American men have reportedly lost interest in military service as they increasingly withdraw from society more broadly, driving the persistent shortfalls in US Army recruiting and raising the nation's reliance on female troops.

Male enlistment has plunged by 35% in the past decade, dropping from around 58,000 in 2013 to 37,700 last year, reported on Friday, citing US Army recruiting data. At the same time, female enlistment has held steady at around 10,000 recruits each year.

Declines in the number of men who are willing to sign up for military service have left the Army unable to meet its recruiting quotas. The largest US military branch fell short of its targets for new troops by about 10,000 enlistments last year and by 15,000 in 2022. Other branches have had similar shortfalls. The Army reduced its enlistment target by 10,000 troops this year, aiming for 55,000.

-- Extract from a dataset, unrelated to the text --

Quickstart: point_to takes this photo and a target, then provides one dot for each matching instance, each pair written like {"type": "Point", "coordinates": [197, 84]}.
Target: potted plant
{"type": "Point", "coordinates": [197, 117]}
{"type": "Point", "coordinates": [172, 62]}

US Representative Matt Gaetz (R-Florida) and other conservative politicians have blamed the military's recruiting crisis on "woke ideology," emphasizing such criteria as race, gender and sexual orientation at the expense of readiness to fight wars. The latest Reagan National Defense Survey, released in November, showed that only 46% of Americans have a "great deal" of trust in their nation's military, down from 70% in 2018. About half of respondents cited "woke" practices as a reason for declining confidence.

However, the report noted that beyond cultural issues, experts pointed to broader issues with American men, including a "national crisis of masculinity." Rates of suicide and drug overdoses have risen, while men have become less likely to attend college or build a career. In fact, the media outlet said, US men are "slowly disappearing from the general workforce."

The trend "goes way beyond military recruitment," said Ronald Levant, an Ohio psychology professor and former president of the American Psychological Association. "It really has to do with social change. I think there is an amotivational syndrome that seems to permeate a lot of young men today. They're just not motivated to do very much."

Just 64.9% of US men held a job as of last month, down from a peak of over 84% in the 1950s, according to the federal Bureau of Labor Statistics. Over the same period, female participation in the labor force has nearly doubled, to 55.4%.

US Army demographic data shows that the military has become less male and less white in recent years. The active-duty force was 84.4% male in 2023, down from 86.4% a decade earlier. Whites accounted for 53.5% of the troops last year, down from 61.7% in 2011.